Diana Bradley
May 22, 2024

How health influencers Nadya Okamoto and Dr Mike approach social media

Both shared their strategies—and platform likes and dislikes—at the PRWeek Healthcare Awards+Conference.

How health influencers Nadya Okamoto and Dr Mike approach social media

Nadya Okamoto, CEO of lifestyle period brand August, opened PRWeek’s Healthcare Awards+Conference on Tuesday by sharing how she is breaking the stigma around periods and increasing equity for menstruation products.

Okamoto said periods have historically been depicted in a negative light, often as “something to not talk about, something to be ashamed of.”

“If no one talks about it, there isn't this thinking of ‘what period product am I using? What’s in my product? How am I taxed on the product? What goes into the pricing of it?’” said Okamoto. “As you see more brands and social media becoming a way to do that, competition and doing marketing about it is breaking the stigma because the stigma is literally not talking about it.”

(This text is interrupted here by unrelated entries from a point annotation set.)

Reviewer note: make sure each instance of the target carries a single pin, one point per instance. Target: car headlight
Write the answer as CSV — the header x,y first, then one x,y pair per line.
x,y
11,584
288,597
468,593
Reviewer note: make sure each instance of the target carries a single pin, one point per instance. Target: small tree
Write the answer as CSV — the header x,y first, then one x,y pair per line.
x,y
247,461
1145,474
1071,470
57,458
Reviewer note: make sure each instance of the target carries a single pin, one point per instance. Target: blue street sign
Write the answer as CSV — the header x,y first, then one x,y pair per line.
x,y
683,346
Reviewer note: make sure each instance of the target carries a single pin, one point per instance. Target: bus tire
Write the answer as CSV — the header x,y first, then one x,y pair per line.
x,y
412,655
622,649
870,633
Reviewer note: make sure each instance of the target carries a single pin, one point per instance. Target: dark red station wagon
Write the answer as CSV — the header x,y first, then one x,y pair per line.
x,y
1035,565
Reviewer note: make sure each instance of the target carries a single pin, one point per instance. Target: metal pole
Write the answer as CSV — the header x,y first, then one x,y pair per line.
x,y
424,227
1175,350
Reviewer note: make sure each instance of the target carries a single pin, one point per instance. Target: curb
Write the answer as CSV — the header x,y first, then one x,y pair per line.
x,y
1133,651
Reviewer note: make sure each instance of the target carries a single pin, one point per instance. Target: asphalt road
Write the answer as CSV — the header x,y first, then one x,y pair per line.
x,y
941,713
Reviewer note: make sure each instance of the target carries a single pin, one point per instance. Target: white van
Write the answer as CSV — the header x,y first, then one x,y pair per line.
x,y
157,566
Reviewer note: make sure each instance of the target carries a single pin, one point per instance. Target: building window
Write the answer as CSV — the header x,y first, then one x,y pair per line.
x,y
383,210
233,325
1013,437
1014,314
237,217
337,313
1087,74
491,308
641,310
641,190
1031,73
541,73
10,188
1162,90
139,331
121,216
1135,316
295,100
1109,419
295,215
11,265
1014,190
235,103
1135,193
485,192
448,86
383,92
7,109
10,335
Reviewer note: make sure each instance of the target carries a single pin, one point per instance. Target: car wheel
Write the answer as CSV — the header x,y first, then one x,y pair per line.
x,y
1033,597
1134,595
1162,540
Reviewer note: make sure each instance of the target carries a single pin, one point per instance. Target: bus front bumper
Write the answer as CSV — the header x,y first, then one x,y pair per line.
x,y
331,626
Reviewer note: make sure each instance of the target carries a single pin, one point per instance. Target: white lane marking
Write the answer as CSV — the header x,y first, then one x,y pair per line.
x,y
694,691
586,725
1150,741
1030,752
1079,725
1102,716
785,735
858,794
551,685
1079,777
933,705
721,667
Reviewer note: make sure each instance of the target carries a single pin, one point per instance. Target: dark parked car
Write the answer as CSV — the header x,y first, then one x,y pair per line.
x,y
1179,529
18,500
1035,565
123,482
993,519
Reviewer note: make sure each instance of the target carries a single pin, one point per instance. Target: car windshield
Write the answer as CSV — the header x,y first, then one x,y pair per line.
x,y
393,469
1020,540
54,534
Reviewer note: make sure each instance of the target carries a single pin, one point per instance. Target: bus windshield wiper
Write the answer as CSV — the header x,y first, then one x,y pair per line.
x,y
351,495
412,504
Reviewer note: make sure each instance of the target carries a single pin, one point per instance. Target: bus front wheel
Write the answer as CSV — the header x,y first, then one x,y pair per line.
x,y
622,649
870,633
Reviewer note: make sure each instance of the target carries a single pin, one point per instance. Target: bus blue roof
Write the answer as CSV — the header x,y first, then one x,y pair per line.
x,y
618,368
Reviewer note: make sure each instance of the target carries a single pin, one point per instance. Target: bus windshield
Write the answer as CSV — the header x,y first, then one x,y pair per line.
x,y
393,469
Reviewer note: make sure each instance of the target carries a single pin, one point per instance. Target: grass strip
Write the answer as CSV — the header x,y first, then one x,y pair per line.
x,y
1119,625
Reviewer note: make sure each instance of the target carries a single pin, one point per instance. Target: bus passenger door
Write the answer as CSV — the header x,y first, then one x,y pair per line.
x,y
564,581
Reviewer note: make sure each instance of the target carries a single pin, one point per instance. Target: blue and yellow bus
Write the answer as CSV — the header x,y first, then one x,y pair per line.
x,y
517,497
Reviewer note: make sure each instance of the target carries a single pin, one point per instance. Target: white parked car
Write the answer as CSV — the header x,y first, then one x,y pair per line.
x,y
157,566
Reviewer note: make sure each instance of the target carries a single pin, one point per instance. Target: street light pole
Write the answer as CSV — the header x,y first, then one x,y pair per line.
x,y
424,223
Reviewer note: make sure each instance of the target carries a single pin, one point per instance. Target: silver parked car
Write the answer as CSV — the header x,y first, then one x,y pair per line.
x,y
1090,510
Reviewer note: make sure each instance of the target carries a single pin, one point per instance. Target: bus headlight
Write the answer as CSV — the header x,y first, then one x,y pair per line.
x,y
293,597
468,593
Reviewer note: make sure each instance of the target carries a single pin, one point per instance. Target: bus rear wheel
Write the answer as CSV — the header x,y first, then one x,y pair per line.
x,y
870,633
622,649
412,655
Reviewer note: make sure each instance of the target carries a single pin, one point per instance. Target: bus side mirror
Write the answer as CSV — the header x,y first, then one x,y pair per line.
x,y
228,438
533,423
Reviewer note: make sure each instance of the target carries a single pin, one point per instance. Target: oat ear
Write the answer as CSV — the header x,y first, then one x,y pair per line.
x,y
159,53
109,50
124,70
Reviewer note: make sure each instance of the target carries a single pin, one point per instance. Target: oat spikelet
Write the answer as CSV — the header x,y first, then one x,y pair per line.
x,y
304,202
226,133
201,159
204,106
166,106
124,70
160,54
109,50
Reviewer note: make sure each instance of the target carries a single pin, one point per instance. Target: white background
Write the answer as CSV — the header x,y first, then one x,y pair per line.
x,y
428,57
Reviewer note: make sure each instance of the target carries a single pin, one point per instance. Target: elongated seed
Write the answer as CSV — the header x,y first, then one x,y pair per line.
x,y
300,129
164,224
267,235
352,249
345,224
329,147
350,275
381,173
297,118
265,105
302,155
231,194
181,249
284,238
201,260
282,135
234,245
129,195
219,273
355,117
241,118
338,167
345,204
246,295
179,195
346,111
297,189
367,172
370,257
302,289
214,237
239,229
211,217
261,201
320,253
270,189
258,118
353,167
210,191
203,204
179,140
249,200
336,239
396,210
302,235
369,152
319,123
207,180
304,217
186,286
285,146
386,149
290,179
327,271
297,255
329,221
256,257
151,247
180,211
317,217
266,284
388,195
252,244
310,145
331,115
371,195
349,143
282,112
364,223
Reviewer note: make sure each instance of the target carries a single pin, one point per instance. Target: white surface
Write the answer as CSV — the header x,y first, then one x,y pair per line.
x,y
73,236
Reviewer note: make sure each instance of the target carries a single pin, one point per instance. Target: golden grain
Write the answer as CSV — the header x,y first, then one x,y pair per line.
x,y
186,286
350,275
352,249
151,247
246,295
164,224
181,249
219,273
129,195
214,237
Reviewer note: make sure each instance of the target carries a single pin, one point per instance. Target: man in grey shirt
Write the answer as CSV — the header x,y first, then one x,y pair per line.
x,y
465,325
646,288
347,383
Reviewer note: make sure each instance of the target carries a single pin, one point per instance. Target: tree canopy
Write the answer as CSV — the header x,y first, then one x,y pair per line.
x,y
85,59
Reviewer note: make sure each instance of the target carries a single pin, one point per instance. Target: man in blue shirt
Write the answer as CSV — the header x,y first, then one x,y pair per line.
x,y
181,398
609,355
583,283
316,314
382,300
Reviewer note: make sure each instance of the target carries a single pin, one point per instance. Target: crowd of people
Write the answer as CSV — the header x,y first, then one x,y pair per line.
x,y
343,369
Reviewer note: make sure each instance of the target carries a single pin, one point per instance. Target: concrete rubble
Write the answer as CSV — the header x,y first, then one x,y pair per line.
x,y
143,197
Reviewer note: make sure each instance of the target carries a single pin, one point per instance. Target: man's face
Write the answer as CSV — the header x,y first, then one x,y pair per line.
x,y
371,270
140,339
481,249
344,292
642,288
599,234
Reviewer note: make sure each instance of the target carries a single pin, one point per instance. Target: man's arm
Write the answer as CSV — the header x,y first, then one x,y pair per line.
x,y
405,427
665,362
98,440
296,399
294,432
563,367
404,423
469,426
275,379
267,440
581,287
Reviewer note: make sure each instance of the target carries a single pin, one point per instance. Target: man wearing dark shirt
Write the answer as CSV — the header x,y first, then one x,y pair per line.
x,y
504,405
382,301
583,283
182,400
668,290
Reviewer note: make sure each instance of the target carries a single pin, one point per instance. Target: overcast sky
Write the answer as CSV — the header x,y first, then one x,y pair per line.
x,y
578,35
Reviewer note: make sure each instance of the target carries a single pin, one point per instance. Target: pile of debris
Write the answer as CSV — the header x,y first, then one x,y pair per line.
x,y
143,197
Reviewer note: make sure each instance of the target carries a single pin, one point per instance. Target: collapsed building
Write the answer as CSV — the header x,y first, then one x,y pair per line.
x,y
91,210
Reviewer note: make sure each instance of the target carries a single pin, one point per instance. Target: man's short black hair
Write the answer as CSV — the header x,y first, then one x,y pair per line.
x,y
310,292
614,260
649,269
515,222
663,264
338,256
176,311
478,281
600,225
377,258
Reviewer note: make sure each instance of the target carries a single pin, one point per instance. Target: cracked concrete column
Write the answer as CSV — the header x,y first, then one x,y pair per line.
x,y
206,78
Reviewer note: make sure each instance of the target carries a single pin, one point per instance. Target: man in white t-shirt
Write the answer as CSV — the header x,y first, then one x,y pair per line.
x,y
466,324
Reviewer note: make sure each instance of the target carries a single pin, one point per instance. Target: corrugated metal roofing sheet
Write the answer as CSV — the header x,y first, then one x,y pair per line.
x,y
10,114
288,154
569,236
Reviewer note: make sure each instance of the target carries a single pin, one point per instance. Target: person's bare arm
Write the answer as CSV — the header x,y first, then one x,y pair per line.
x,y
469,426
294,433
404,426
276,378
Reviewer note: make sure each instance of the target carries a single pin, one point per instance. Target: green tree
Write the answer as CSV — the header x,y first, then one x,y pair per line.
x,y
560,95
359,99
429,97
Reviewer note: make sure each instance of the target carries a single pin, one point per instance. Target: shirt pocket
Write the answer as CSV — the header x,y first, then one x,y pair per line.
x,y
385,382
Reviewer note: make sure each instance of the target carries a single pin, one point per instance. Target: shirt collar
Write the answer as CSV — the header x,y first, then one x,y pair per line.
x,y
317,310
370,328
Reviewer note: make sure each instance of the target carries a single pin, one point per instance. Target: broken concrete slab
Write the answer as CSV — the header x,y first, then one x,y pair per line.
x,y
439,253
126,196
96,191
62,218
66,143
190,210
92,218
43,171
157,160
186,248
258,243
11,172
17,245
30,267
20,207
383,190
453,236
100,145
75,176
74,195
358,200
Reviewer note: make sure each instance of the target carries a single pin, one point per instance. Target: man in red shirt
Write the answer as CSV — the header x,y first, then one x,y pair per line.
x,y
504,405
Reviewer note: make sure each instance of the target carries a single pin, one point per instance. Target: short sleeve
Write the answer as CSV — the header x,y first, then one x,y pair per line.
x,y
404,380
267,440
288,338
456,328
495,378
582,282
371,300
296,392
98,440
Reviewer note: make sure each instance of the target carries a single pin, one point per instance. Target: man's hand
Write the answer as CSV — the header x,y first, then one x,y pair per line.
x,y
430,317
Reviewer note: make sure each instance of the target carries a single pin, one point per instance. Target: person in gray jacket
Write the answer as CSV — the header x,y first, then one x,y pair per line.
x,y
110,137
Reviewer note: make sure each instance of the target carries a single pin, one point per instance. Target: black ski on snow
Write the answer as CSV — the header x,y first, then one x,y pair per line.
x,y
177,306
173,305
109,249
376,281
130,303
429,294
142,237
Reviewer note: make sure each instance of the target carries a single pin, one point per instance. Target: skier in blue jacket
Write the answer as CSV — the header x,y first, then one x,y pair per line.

Nadya Okamoto wants to break the stigma around periods.

L to R: PRWeek senior reporter Jess Ruderman and August CEO Nadya Okamoto; PRWeek editorial director Steve Barrett and Dr. Mike Varshavski. Photo: Diana Bradley

Okamoto tries to run August like a beauty brand and wants to build a fanbase and “excited following” for it. Okamoto and August have a collective 6 million followers on social media, building that audience by talking about the brand and the product and showcasing the company’s journey.

Okamoto said that bigger period-product brands don’t generally use social media. That is where August is different.

When Okamoto began using TikTok, she would make 80 to 100 videos a day, experimenting with what worked. Within her first year on TikTok, she gained 2 million followers and kept growing.

Okamoto said she doesn't have a long-term strategy for social media, which is why she gravitates toward TikTok, as she makes many videos in real-time. For example, she sometimes sees a question and decides on a whim to reply via video and talk to the camera.

Okamoto views everything as content, from her outfits to images of nature to exciting conversations. She also shares anything going on with her health, such as the fact that she has borderline personality disorder, is pre-diabetic and found a lump in her breast. She shared her experience getting a pap smear in one of her most-viewed videos.

“A lot of Gen Z and Gen Alpha are documenting their lives publicly,” she said. “That is the opportunity for any healthcare brand.”
Advice to wannabe influencers

Dr Mike Varshavski, a board-certified family medicine physician at Chatham Family Medicine and social media influencer, said he gets “frustrated” when he hears teenagers say they want to be influencers when they grow up. His advice to people who want to find fame on social media is to develop a skill doing something “meaningful,” he said during a live podcast recording.

“Get an education, learn something, get a craft or skill that you can bring to the audience online,” he said. “These days, anyone can be a content creator or post something and have it go viral. But unless you have meaning behind what you are doing, all of that gets lost.”

Varshavski said that when he gained popularity on social media, people asked him when he planned to stop practising medicine. He said his answer was “never,” and he has increased the number of days he works at the hospital.

Varshavski has an audience of more than 25 million followers across social media platforms. But he said he has never had a “positive time” on TikTok.

“Out of all the social media platforms, it is where I get the least support; it is where the most misinformation is allowed to stand, and when I raise flags about this, they are the slowest platform to act,” said Varshavski.